Sunday, December 5, 2010

No, I haven't gone into hiding

It feels like I've disappeared the last month. I stopped doing the book reviews for The Connected Child. (Though, I tell myself every week that I'm going to catch up!) I haven't been posting much at all. But I don't want to go into hiding. I got so much support when the girls were here. I don't want to lose that community.

I feel like I've been on something of a roller coaster. The girls left on November 6. That made me rather depressed. As a family, we cycled through some interesting behaviors as we began to heal. The girls were only in our home for eight weeks but they sure made an impact! At first we seemed to almost revel in the fact that the huge weight of unending stress was gone. Then, it seems, all three of my boys had to "try out" some of the behaviors the girls so readily displayed while they were here. It was almost like all three of them wanted to see what would happen if they acted that way. I had to learn how to not overreact (again). I found myself tightening up the minute something stressful would begin. I had to remind myself that just because an argument was going on didn't mean we were going to be in for hours of dysregulation. The boys had to learn that the rules hadn't changed.

After a couple weeks of healing, we began to get excited for the company that came to visit us over Thanksgiving. We were blessed to have my Mom, Dad, sister and her kids come for the holiday. It was positively wonderful.

Then, even more wonderfully, Mr. Amazing came back from his 3 1/2 week long work detail that had him all the way across the country from us. We had missed him and it was terrific to have him back home. He came home the day before Thanksgiving.

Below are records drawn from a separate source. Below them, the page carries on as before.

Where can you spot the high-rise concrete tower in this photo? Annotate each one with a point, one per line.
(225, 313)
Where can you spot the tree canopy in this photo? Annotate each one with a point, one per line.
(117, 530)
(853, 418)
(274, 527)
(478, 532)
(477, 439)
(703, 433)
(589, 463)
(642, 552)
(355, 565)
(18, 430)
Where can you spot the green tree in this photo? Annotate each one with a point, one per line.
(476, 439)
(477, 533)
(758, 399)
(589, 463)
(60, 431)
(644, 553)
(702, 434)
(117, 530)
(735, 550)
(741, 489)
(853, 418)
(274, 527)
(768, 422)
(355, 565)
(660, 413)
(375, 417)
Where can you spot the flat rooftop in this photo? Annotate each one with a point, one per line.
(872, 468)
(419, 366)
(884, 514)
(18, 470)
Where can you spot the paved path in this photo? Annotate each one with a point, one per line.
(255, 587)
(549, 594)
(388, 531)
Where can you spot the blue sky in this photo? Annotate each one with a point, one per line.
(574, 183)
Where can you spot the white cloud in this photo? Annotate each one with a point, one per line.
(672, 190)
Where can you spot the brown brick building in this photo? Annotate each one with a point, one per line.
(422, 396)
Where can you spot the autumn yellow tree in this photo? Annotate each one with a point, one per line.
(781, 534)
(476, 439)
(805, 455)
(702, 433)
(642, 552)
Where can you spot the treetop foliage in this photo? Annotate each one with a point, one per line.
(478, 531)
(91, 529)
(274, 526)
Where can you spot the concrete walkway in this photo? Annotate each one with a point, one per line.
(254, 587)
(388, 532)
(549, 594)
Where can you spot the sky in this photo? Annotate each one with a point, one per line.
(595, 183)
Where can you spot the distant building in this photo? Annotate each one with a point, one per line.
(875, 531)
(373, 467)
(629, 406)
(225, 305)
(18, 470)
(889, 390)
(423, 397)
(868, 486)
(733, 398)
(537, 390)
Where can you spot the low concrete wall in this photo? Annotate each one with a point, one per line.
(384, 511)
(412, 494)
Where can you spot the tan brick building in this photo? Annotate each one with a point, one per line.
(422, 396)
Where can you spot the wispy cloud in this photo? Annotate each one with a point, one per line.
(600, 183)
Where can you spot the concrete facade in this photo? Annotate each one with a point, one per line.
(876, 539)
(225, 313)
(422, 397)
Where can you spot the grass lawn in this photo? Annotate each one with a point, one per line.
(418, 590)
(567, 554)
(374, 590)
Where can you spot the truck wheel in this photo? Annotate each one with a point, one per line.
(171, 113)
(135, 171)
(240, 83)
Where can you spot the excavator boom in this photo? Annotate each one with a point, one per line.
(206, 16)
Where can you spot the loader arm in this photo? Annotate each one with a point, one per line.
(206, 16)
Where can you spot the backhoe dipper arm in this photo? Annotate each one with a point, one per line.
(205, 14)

Unfortunately, my stress level didn't dissipate completely. On the last day of my family's visit here, my dad suffered a TIA (mini stroke) while we were on our way home from South Padre Island. I was driving and watched it all happen in the front seat right next to me. At first I could see it in his face, though he wasn't saying anything. Something just didn't feel right. Then his speech got all mushy and hard to understand. Then he said, "Something's wrong." We pulled into the closest hospital and Dad was monitored. Thankfully he began to recover almost as quickly as the symptoms had started. So, just a couple hours later he was released and we went back home where they packed up that night. The next morning everyone took off for the 1255 mile drive back to Iowa.

I'm always depressed the day after my family leaves. I absolutely hate living so far away from everyone I know and love so deeply. The TIA didn't make things easier for me either! I was doubly depressed. My dad told me "goodbye" before he left. Not..."Goodbye, I'll see you soon." But "GOODBYE". It really messed me up in the head! (Thankfully he's agreed to talk to a therapist about his depression.) I know my dad is not well and isn't going to be here forever. But I'm not ready for goodbye just yet.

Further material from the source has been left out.